We traveled the globe, have worked through 500+ projects with Foundation and have a team of dedicated designers battle testing this every day. We struck an amazing balance in Foundation 6 for those designers and developers who bravely create, own and maintain a frontend framework in their companies. We put the designer and developer first...after all, you're the people that need to drive the change in their organization. We want you to quickly creating scaffolds with presentational classes, style your brand without overwriting code, and convert your styles and layouts into maintainable pieces. We want you to go from prototype to production.
Design as your Differentiator
Lately, we've also seen that frameworks have begun to tip far, far (far, far, faaaarrrr) in the direction of overly opinionated visuals. Simply put, they just have too much default style, which in turn means your site will end up looking like someone else's. This is great if you're building a Salesforce app with a Salesforce framework, or a Microsoft office product with the Fabric framework. Not as great if you're building a unique brand where design will be one of your main differentiators.
The design community has seen a huge increase in klout as of late in both startups and enterprise, CEOs and VCs recognize that design methodologies that are implemented consistently across the company can make the difference between them and their competitors. Companies have turned to style guides to keep their brands consistent, a collection of common patterns and code snippets to help designers and developers keep their brands across multiple pages and products. It's this combination of both visual guidelines and coded components that bring real value to both design and development teams. Many of these companies are open sourcing their internal style guides into highly styled frameworks in hopes to get their design vision to the masses. At ZURB we believe a style guide should be by your company for your company.
Guided with Style
As a studio, ZURB creates design work everyday for clients of all sizes, stages and business sector and one of the most valuable things clients get from working with us is a coded styleguide. This is a collection of common components used in their product or marketing site that have been built on top of the Foundation framework. Some are modified from Foundation components, like tabs and accordions and others are custom components for a particular project.

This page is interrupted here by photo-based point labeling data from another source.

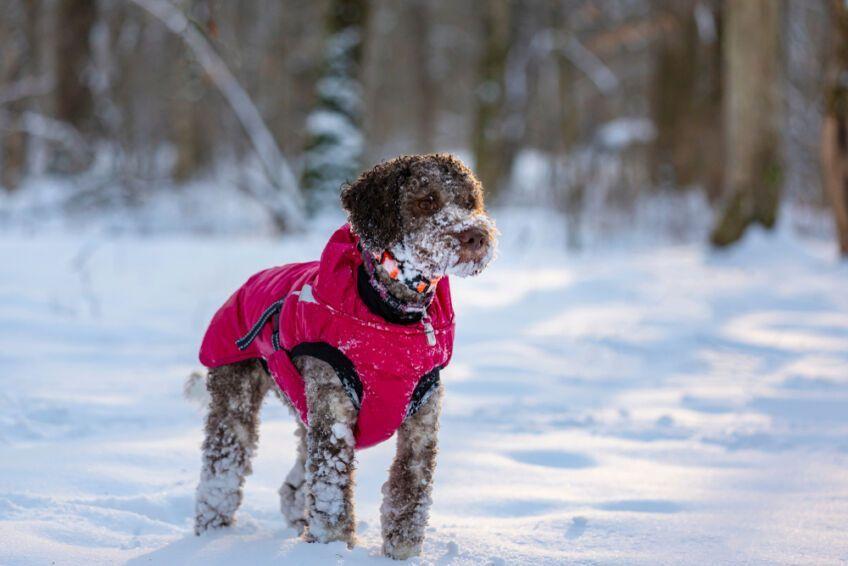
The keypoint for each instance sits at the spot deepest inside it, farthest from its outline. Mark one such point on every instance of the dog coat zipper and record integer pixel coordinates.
(428, 330)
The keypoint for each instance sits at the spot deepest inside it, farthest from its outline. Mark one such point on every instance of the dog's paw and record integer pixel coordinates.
(401, 550)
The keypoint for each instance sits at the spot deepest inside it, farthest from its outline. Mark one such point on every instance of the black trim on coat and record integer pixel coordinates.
(378, 305)
(338, 361)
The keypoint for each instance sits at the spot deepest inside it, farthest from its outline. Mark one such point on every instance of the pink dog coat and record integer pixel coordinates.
(328, 310)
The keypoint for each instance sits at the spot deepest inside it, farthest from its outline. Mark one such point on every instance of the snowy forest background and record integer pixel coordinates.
(248, 116)
(654, 370)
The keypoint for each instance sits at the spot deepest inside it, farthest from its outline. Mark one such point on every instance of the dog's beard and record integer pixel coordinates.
(434, 250)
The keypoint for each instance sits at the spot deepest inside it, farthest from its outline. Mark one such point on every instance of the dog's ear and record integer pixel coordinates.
(372, 203)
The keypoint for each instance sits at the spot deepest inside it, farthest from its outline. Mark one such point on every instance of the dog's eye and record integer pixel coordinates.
(428, 203)
(467, 201)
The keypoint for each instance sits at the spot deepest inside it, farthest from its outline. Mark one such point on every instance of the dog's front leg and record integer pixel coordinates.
(407, 493)
(232, 429)
(329, 454)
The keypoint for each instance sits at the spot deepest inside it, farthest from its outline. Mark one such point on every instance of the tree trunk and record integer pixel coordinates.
(752, 117)
(685, 103)
(426, 115)
(834, 142)
(489, 142)
(334, 151)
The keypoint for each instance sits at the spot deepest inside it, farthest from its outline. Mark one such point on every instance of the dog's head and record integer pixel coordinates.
(427, 210)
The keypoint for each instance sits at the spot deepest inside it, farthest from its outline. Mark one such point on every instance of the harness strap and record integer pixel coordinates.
(254, 331)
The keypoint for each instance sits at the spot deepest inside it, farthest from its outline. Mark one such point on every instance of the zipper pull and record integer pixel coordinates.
(428, 330)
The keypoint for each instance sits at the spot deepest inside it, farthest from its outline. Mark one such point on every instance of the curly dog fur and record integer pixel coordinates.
(427, 210)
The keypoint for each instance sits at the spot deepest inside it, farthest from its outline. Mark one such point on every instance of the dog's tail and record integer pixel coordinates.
(195, 391)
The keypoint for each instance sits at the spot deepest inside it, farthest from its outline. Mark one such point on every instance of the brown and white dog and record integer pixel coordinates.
(427, 211)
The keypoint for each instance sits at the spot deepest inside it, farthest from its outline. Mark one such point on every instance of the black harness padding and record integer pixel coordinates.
(426, 386)
(338, 361)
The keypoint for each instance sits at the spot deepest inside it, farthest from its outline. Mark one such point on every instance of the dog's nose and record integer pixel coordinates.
(472, 239)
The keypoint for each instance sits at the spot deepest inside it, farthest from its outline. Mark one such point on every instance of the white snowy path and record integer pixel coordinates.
(647, 405)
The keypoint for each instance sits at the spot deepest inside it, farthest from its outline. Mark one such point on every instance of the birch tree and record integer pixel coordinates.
(834, 141)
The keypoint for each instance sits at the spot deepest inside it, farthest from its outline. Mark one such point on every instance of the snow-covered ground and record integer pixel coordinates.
(637, 404)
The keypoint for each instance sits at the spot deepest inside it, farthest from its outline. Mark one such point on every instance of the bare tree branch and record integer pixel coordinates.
(274, 164)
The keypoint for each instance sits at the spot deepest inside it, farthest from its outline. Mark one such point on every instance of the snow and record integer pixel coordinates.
(630, 404)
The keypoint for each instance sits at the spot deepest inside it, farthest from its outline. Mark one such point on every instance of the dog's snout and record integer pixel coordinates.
(473, 239)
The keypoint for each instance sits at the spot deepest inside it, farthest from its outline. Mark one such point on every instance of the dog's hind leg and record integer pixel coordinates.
(407, 493)
(232, 430)
(329, 454)
(293, 490)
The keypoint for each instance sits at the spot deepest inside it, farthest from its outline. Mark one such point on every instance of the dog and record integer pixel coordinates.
(353, 344)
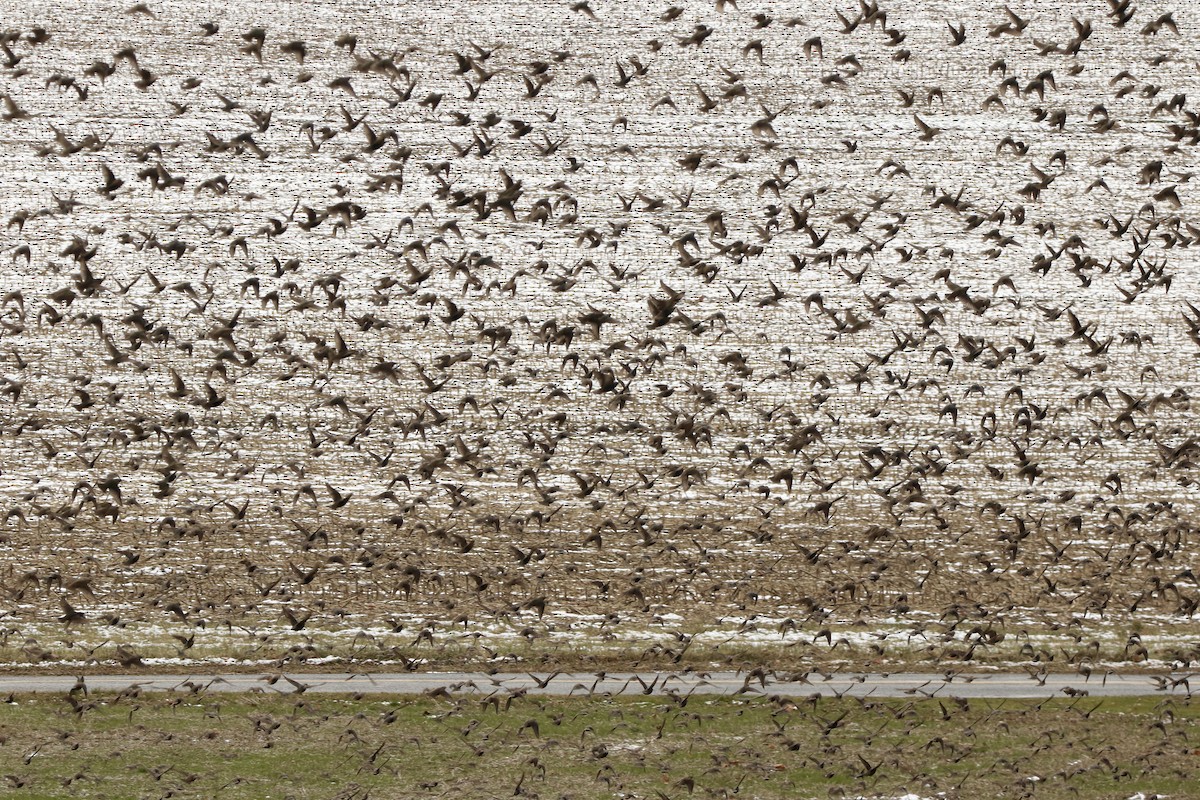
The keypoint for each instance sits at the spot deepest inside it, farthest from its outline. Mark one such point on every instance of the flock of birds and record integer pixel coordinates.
(513, 743)
(574, 311)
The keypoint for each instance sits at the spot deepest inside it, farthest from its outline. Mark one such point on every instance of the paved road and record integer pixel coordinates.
(1008, 685)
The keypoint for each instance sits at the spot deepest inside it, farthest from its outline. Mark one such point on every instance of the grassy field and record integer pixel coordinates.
(511, 745)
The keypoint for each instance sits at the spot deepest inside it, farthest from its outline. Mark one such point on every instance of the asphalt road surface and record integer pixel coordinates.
(1000, 685)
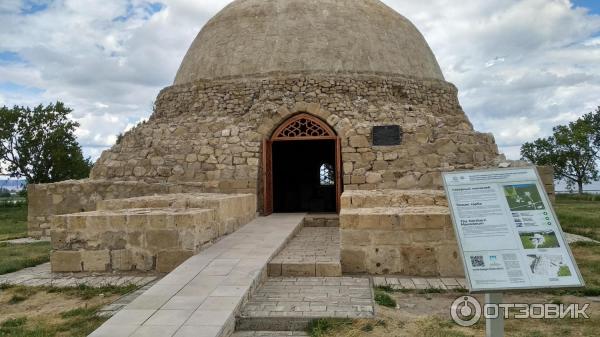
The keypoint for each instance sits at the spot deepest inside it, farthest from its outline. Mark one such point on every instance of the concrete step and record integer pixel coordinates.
(322, 220)
(269, 333)
(314, 251)
(390, 218)
(393, 198)
(290, 304)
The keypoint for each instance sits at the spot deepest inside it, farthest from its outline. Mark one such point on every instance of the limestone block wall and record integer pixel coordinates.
(398, 232)
(403, 232)
(46, 200)
(212, 131)
(145, 233)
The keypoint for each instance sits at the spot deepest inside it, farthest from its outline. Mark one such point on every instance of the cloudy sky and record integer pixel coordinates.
(522, 66)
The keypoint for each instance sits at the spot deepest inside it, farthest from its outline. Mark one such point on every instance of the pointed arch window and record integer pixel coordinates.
(326, 175)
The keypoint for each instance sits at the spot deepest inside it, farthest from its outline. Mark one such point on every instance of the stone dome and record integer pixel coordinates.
(251, 37)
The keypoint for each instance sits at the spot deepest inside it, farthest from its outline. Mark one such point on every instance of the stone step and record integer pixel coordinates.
(314, 251)
(290, 304)
(390, 218)
(322, 220)
(269, 333)
(393, 198)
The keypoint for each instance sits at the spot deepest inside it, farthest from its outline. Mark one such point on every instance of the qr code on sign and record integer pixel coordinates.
(477, 261)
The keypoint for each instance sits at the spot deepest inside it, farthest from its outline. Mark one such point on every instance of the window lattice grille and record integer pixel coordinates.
(327, 175)
(304, 127)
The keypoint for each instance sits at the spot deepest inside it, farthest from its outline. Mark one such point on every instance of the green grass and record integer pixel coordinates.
(16, 257)
(384, 299)
(13, 222)
(587, 255)
(82, 291)
(578, 197)
(579, 216)
(74, 323)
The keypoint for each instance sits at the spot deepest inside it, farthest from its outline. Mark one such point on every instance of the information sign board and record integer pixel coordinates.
(508, 233)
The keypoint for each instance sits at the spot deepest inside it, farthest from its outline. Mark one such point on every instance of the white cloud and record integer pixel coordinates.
(514, 61)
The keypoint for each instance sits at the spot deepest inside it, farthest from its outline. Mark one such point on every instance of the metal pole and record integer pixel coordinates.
(494, 327)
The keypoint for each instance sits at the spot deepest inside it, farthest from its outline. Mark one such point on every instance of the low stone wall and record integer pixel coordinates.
(73, 196)
(398, 232)
(403, 232)
(146, 233)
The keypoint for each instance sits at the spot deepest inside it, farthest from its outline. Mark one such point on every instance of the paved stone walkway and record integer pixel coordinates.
(315, 251)
(289, 303)
(41, 275)
(202, 297)
(111, 309)
(415, 283)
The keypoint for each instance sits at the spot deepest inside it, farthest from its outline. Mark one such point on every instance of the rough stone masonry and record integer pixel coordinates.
(252, 67)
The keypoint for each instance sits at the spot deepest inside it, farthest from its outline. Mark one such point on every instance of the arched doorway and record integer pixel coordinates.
(302, 169)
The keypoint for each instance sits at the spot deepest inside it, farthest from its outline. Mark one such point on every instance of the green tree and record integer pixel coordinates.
(40, 145)
(570, 151)
(593, 121)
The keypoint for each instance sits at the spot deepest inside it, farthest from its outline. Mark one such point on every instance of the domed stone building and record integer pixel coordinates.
(318, 106)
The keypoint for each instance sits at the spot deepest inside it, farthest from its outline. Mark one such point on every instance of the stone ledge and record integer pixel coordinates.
(393, 198)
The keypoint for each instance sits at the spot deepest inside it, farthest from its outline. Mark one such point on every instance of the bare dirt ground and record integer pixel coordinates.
(428, 315)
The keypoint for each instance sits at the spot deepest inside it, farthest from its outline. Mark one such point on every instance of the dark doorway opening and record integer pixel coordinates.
(304, 177)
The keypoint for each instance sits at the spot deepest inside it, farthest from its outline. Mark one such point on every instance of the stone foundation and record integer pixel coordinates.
(407, 232)
(145, 233)
(398, 232)
(74, 196)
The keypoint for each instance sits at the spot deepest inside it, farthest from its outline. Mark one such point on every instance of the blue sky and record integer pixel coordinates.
(592, 5)
(108, 59)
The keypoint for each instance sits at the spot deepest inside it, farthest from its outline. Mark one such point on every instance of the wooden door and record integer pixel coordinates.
(267, 168)
(339, 175)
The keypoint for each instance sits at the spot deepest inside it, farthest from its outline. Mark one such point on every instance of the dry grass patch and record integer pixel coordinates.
(54, 312)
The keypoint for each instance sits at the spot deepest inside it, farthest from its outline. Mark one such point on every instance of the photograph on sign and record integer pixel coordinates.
(508, 233)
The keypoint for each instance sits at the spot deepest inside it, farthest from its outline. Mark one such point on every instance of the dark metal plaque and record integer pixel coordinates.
(388, 135)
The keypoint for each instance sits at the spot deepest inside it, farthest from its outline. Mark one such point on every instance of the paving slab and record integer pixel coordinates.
(290, 303)
(314, 251)
(202, 297)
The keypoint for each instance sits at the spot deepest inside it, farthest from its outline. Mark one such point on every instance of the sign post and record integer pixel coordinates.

Style guides are a great tool for large organizations to ensure their stylesheets stay small and their brand stays consistent. As a design driven company, this is why we've focused on creating such a minimalist framework, so companies can build on top without too many overrides. This lets your unique brand shine through and encourage less code bloat on your products. It's a win-win for everyone.
Foundation Launch Next Week
With our release next week we're so stoked for how Foundation for Sites 6 can help brands create your custom style guide that we're even adding a style guide template to our advanced development stack. This will let you use simple markdown and code snippets to generate style guides on foundation projects and it'll come ready with Foundations stock components already documented.